Streaming speech-to-text

For live calls and dictation, stream audio over a WebSocket and receive partial transcripts as the speaker talks. Latency is typically under 300 ms.

Connection

wss://api.gocommotion.com/ai/speech-to-text/stream

Authenticate by passing your API key as the X-API-Key header during the WebSocket handshake.

Open the connection.

const ws = new WebSocket(
  "wss://api.gocommotion.com/ai/speech-to-text/stream",
  [],
  { headers: { "X-API-Key": "eak_live_your_key_here" } },
);

Send a config frame, then audio chunks.

The first message is a JSON config frame describing the audio format. Every subsequent message is a binary audio chunk - 16-bit PCM at the rate you declared.
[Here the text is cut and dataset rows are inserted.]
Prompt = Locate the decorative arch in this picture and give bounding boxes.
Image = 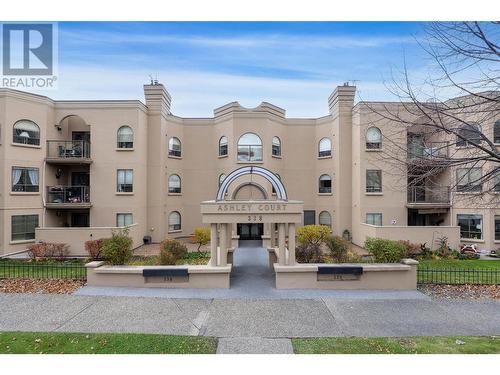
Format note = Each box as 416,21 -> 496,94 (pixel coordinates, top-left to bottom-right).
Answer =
231,182 -> 269,200
216,166 -> 287,201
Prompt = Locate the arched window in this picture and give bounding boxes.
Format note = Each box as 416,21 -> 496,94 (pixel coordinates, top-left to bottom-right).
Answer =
493,121 -> 500,144
219,136 -> 228,156
366,127 -> 382,149
168,174 -> 181,194
13,120 -> 40,146
319,211 -> 332,228
117,126 -> 133,148
237,133 -> 262,161
457,123 -> 482,147
219,173 -> 226,187
168,137 -> 181,157
319,174 -> 332,194
272,136 -> 281,156
168,211 -> 181,232
318,138 -> 331,157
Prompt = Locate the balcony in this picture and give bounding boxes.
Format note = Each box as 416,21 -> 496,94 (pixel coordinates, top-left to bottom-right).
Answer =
46,140 -> 92,164
407,141 -> 450,170
45,186 -> 91,209
407,186 -> 451,209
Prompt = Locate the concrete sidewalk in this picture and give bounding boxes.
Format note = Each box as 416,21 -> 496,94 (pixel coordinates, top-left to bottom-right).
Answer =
1,294 -> 499,341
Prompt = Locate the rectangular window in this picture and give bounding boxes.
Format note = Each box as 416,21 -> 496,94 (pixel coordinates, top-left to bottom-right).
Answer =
457,214 -> 483,239
116,213 -> 133,227
366,213 -> 383,226
117,169 -> 133,192
237,145 -> 263,162
494,168 -> 500,192
456,168 -> 482,192
11,215 -> 38,241
495,216 -> 500,241
303,210 -> 316,225
11,167 -> 39,192
366,170 -> 382,193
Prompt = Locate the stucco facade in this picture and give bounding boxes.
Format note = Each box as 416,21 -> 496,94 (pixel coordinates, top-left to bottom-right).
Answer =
0,82 -> 498,256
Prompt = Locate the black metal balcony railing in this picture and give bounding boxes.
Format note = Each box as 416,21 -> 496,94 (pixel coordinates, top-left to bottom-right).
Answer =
407,186 -> 450,204
46,140 -> 91,159
47,186 -> 90,204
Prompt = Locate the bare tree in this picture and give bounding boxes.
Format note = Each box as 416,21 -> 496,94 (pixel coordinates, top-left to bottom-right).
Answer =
365,22 -> 500,207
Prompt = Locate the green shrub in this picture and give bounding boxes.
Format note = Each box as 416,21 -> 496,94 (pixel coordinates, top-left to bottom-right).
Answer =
325,235 -> 349,262
193,227 -> 211,252
159,239 -> 188,265
295,242 -> 323,263
296,225 -> 330,246
364,237 -> 407,263
101,228 -> 133,265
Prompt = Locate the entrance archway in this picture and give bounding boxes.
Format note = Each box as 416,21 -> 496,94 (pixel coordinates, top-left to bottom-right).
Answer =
201,167 -> 303,280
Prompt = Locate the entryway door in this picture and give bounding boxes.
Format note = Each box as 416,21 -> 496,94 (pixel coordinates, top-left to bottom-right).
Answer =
237,223 -> 263,240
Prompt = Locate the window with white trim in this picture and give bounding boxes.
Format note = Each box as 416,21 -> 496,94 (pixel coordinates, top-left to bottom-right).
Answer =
272,136 -> 281,156
219,136 -> 228,156
319,211 -> 332,228
318,138 -> 331,157
457,214 -> 482,239
169,211 -> 181,232
456,167 -> 482,192
366,169 -> 382,193
366,213 -> 382,226
13,120 -> 40,146
366,127 -> 382,149
116,213 -> 133,227
11,167 -> 39,192
237,133 -> 262,161
319,174 -> 332,193
11,214 -> 38,241
168,137 -> 181,157
117,126 -> 134,148
117,169 -> 133,192
168,174 -> 181,193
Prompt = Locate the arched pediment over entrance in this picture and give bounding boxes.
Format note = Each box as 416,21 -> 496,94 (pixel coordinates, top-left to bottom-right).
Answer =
216,166 -> 287,201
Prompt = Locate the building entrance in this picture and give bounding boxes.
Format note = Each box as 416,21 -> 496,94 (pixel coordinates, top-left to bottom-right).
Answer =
237,223 -> 263,241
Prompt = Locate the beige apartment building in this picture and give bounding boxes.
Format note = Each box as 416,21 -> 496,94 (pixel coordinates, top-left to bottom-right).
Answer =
0,82 -> 499,257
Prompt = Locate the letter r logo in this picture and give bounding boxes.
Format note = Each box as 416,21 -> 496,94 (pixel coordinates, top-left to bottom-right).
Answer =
2,23 -> 53,75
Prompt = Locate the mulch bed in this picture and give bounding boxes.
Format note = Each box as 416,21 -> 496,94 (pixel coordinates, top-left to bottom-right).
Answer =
0,278 -> 85,294
418,284 -> 500,299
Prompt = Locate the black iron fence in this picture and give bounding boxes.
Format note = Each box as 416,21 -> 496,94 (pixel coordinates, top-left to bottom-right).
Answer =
417,267 -> 499,285
0,260 -> 87,280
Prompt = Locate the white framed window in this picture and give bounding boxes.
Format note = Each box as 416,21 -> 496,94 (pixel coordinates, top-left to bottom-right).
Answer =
116,213 -> 133,227
366,127 -> 382,149
456,167 -> 482,192
366,169 -> 382,193
11,167 -> 39,192
168,174 -> 181,193
319,174 -> 332,193
319,211 -> 332,228
272,136 -> 281,156
117,169 -> 133,192
318,137 -> 331,157
494,121 -> 500,144
169,211 -> 181,232
495,215 -> 500,241
237,133 -> 262,161
366,213 -> 382,226
457,214 -> 482,239
117,126 -> 134,148
11,214 -> 38,241
168,137 -> 181,157
13,120 -> 40,146
219,136 -> 228,156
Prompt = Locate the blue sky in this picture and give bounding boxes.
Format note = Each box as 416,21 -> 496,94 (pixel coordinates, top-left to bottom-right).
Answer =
43,22 -> 429,117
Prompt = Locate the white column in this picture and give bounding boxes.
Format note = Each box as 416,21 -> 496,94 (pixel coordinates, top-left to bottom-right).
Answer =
210,223 -> 218,266
219,223 -> 228,267
278,223 -> 286,266
270,223 -> 275,247
288,223 -> 296,266
227,223 -> 232,249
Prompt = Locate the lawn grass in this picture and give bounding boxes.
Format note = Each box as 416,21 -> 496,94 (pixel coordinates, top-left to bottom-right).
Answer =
0,332 -> 217,354
292,336 -> 500,354
418,259 -> 500,270
0,259 -> 86,279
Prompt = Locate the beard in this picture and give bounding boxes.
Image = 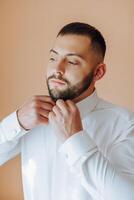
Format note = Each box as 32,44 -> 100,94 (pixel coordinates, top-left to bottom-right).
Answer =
46,71 -> 94,102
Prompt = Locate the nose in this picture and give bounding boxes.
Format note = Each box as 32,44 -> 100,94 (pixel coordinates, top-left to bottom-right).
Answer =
54,59 -> 65,76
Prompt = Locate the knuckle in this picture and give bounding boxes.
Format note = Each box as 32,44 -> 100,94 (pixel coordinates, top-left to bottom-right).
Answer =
56,99 -> 63,105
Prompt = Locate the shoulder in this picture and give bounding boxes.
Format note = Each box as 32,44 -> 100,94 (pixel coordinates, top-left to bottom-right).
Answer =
95,97 -> 134,125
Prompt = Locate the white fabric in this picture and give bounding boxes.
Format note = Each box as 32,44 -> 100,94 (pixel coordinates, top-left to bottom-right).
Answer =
0,90 -> 134,200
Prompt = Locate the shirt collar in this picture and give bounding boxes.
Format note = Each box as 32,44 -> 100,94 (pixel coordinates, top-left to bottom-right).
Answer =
76,89 -> 99,119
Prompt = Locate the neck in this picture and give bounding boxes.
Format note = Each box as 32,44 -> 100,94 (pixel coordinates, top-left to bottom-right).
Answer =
73,84 -> 95,104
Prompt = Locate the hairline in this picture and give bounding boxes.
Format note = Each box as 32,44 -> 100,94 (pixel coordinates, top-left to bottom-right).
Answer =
57,33 -> 104,64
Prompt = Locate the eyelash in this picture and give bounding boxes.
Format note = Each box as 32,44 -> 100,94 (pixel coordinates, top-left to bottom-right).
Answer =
50,58 -> 55,61
68,61 -> 79,65
49,58 -> 79,66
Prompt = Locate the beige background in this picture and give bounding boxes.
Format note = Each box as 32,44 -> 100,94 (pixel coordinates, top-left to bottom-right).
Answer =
0,0 -> 134,199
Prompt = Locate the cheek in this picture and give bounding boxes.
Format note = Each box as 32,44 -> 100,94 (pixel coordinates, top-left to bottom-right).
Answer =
66,68 -> 89,83
46,64 -> 53,78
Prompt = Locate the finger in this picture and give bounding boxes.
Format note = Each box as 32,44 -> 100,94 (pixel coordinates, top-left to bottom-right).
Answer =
32,95 -> 55,106
38,115 -> 49,124
48,111 -> 56,121
37,102 -> 54,111
66,100 -> 79,113
52,105 -> 63,118
37,107 -> 50,118
56,99 -> 69,115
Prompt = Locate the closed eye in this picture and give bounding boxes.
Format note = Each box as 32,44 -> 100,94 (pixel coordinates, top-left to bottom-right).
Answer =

ws.addEventListener("open", () => {
  ws.send(JSON.stringify({
    sample_rate: 16000,
    encoding: "pcm_s16le",
    language: "en",
  }));
  // Then pipe microphone chunks as binary frames.
});

Read partial and final transcripts.

The server emits JSON messages of two kinds: { "type": "partial", "text": "..." } while a phrase is in progress, and { "type": "final", "text": "..." } when a phrase ends.
```
ws.addEventListener("message", (event) => {
  const message = JSON.parse(event.data);
  if (message.type === "final") {
    console.log("final:", message.text);
  }
});
```
Close cleanly.

Send { "type": "close" } when you are done so the server flushes the final phrase before closing the socket.